Los veteranos solemos decir que no hay operación de espionaje que no derive ocasionalmente en farsa. Cuanto mayor es la operación, más grandes son las carcajadas, y es sabido en el Servicio que la secreta caza del hombre, desencadenada durante una semana en persecución de Bartholomew, alias Barley Scott Blair, generó suficiente frenesí y frustración como para activar una docena de redes secretas. Ortodoxos y jóvenes novicios como Brock, de la Casa Rusia, aprendieron a odiar la vida de Barley antes incluso de encontrar al hombre que la llevaba.

Después de cinco días de perseguirle, creían saberlo todo acerca de Barley, excepto dónde estaba. Conocían su ascendencia de libre-pensamiento y su costosa educación, ambas desperdiciadas, y los pocos edificantes detalles de sus matrimonios, todos rotos. Conocían el café de Camden Town en que jugaba al ajedrez con cualquiera que entrase en él. Un verdadero caballero, aunque fuese la parte culpable, dijeron a Wicklow, que se presentaba como agente de divorcios. Con los pobres pero eficaces pretextos habituales, habían abordado a una hermana suya que vivía en Hove y que se hacía muy pocas ilusiones con respecto a él, a unos comerciantes de Hampstead con los que sostenía correspondencia, a una hija casada en Grantham, que le adoraba, y a un hijo en la City, que era tan reservado que podría haber hecho voto de silencio.

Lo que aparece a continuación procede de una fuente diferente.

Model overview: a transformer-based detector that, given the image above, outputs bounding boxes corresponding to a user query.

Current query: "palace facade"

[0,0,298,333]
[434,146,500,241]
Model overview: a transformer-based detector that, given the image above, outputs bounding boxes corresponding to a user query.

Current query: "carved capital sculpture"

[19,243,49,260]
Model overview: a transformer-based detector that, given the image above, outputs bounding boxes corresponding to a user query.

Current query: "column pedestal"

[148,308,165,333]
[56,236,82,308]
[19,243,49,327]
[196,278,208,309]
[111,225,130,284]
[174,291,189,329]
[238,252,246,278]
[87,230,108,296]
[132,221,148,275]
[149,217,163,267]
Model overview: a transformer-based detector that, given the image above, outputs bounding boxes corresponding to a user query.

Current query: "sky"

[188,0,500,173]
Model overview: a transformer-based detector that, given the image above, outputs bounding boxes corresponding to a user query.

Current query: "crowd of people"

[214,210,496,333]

Habían hablado con miembros de una heterogénea banda de jazz para la que ocasionalmente había tocado el saxofón, con el asistente social del hospital en que estaba alistado como visitante y con el vicario de la iglesia de Kentish Town, donde, para asombro de todos, resultó que cantaba de tenor. «Una voz preciosa cuando viene», dijo indulgentemente el vicario. Pero cuando, de nuevo con la ayuda del viejo Palfrey, intentaron intervenir su teléfono para escuchar su preciosa voz, no había nada que intervenir porque no había pagado su factura.

Incluso encontraron un rastro de él en nuestros propios archivos. O, mejor dicho, lo encontraron por nosotros los americanos, lo cual no contribuyó a hacérnoslos más simpáticos. Pues resultó que, a principios de los años 60, cuando cualquier inglés que tuviera la mala suerte de poseer un nombre compuesto se hallaba en peligro de ser reclutado para el Servicio Secreto, el de Barley había sido transferido a Nueva York por encajar en algún tratado bilateral de seguridad parcialmente observado. Furioso, Brock volvió a consultar con el Registro Central, que, tras negar al principio todo conocimiento de Barley, extrajo al final su ficha de la lista que estaba todavía esperando ser introducida en el ordenador. Y la ficha llevó a una carpeta que contenía el impreso original de remisión y diversa correspondencia. Brock se precipitó en la habitación de Ned como si hubiera encontrado la clave de todo. ¡Edad, veintidós años! ¡Aficiones, teatro y música! ¡Deportes: nada! ¡Razones para tenerle en cuenta, un primo llamado Lionel en la caballería de la Guardia!